Bob and Doug’s excellent journey.

Two NASA astronauts, Robert L. Behnken and Douglas G. Hurley, lifted off from the Kennedy Space Center in Florida. It was the first time that people headed to orbit in an American rocket launching from the United States since the previous space shuttle mission, in 2011.

More remarkable was the rocket and the capsule, which was designed and operated not by NASA but by a private company: Elon Musk’s SpaceX. Mr. Behnken and Mr. Hurley named the capsule Endeavour, a tip of the hat to the former space shuttle the astronauts first traveled to space aboard.

The next day, the Dragon capsule docked at the space station.
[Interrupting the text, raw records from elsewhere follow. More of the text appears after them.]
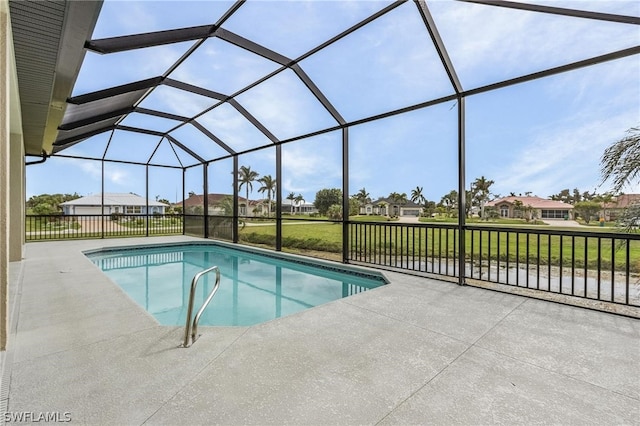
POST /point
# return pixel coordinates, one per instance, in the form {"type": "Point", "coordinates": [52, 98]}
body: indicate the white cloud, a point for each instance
{"type": "Point", "coordinates": [564, 156]}
{"type": "Point", "coordinates": [488, 44]}
{"type": "Point", "coordinates": [113, 174]}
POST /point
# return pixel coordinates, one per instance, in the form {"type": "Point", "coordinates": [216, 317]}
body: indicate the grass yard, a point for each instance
{"type": "Point", "coordinates": [512, 247]}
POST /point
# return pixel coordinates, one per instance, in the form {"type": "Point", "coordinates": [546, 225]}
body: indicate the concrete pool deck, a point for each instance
{"type": "Point", "coordinates": [417, 351]}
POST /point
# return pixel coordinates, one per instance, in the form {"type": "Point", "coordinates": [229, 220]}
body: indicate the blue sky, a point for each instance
{"type": "Point", "coordinates": [542, 136]}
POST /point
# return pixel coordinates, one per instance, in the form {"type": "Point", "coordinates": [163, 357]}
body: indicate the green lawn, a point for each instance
{"type": "Point", "coordinates": [429, 242]}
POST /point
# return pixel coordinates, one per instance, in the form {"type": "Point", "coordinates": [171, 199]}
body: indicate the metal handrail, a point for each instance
{"type": "Point", "coordinates": [191, 328]}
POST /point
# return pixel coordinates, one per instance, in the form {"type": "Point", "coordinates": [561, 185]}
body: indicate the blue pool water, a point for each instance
{"type": "Point", "coordinates": [253, 288]}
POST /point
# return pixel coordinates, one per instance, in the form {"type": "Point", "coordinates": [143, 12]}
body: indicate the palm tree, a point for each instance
{"type": "Point", "coordinates": [291, 197]}
{"type": "Point", "coordinates": [299, 199]}
{"type": "Point", "coordinates": [398, 199]}
{"type": "Point", "coordinates": [481, 191]}
{"type": "Point", "coordinates": [268, 186]}
{"type": "Point", "coordinates": [416, 195]}
{"type": "Point", "coordinates": [246, 177]}
{"type": "Point", "coordinates": [621, 161]}
{"type": "Point", "coordinates": [363, 196]}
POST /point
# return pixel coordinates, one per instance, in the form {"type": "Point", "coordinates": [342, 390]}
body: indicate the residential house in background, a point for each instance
{"type": "Point", "coordinates": [389, 207]}
{"type": "Point", "coordinates": [542, 208]}
{"type": "Point", "coordinates": [611, 211]}
{"type": "Point", "coordinates": [113, 203]}
{"type": "Point", "coordinates": [218, 204]}
{"type": "Point", "coordinates": [298, 207]}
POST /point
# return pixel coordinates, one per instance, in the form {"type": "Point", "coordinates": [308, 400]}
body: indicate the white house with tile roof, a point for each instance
{"type": "Point", "coordinates": [542, 207]}
{"type": "Point", "coordinates": [113, 203]}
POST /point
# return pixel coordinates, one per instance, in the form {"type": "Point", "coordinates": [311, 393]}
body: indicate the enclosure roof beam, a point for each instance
{"type": "Point", "coordinates": [439, 45]}
{"type": "Point", "coordinates": [622, 19]}
{"type": "Point", "coordinates": [185, 149]}
{"type": "Point", "coordinates": [252, 47]}
{"type": "Point", "coordinates": [96, 118]}
{"type": "Point", "coordinates": [158, 38]}
{"type": "Point", "coordinates": [138, 41]}
{"type": "Point", "coordinates": [194, 89]}
{"type": "Point", "coordinates": [212, 137]}
{"type": "Point", "coordinates": [253, 120]}
{"type": "Point", "coordinates": [161, 114]}
{"type": "Point", "coordinates": [318, 93]}
{"type": "Point", "coordinates": [115, 91]}
{"type": "Point", "coordinates": [557, 70]}
{"type": "Point", "coordinates": [77, 138]}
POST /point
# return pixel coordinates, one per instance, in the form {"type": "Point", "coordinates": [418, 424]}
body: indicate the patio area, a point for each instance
{"type": "Point", "coordinates": [415, 351]}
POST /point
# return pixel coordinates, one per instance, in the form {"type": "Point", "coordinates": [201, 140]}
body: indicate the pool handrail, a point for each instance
{"type": "Point", "coordinates": [191, 328]}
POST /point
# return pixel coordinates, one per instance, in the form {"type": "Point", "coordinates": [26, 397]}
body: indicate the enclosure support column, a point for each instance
{"type": "Point", "coordinates": [462, 195]}
{"type": "Point", "coordinates": [235, 199]}
{"type": "Point", "coordinates": [184, 204]}
{"type": "Point", "coordinates": [345, 195]}
{"type": "Point", "coordinates": [102, 222]}
{"type": "Point", "coordinates": [147, 195]}
{"type": "Point", "coordinates": [205, 187]}
{"type": "Point", "coordinates": [5, 135]}
{"type": "Point", "coordinates": [278, 198]}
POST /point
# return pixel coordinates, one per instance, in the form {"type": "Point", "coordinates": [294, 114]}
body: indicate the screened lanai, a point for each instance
{"type": "Point", "coordinates": [175, 102]}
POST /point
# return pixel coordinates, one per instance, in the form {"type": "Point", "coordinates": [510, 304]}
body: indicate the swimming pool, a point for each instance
{"type": "Point", "coordinates": [254, 287]}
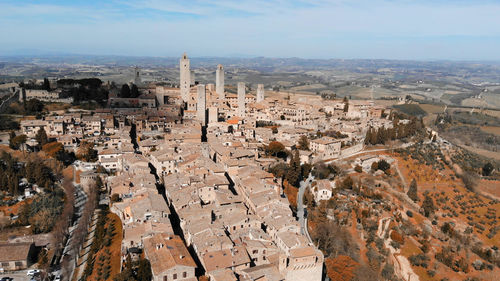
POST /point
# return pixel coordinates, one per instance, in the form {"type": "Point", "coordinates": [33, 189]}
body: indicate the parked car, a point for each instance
{"type": "Point", "coordinates": [33, 272]}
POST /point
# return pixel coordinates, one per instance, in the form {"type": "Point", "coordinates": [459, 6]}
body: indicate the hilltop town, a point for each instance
{"type": "Point", "coordinates": [181, 180]}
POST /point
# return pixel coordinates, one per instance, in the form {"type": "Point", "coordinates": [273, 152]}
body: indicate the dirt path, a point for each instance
{"type": "Point", "coordinates": [402, 267]}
“As you are performing your inventory, please collect all your food and water bottle trash,” Anna Menon, a SpaceX mission controller in Hawthorne, Calif., reminded the two men before they exited their spacecraft.

Mr. Hurley and Mr. Behnken returned to Earth in August, and four more astronauts are scheduled to head to orbit this month in the next Crew Dragon flight.

By choosing a commercial provider, NASA hopes to save money and spur development of new space businesses, as SpaceX can also sell seats on its Dragon capsule to non-NASA customers. (NASA has also selected another private company, Boeing, whose capsule’s first flight with passengers has been delayed, likely until next year).

”This is really just the beginning,” Gwynne Shotwell, SpaceX’s president, said after the successful splashdown. “We are starting the journey of bringing people regularly to and from low Earth orbit and onto the moon and then ultimately onto Mars.”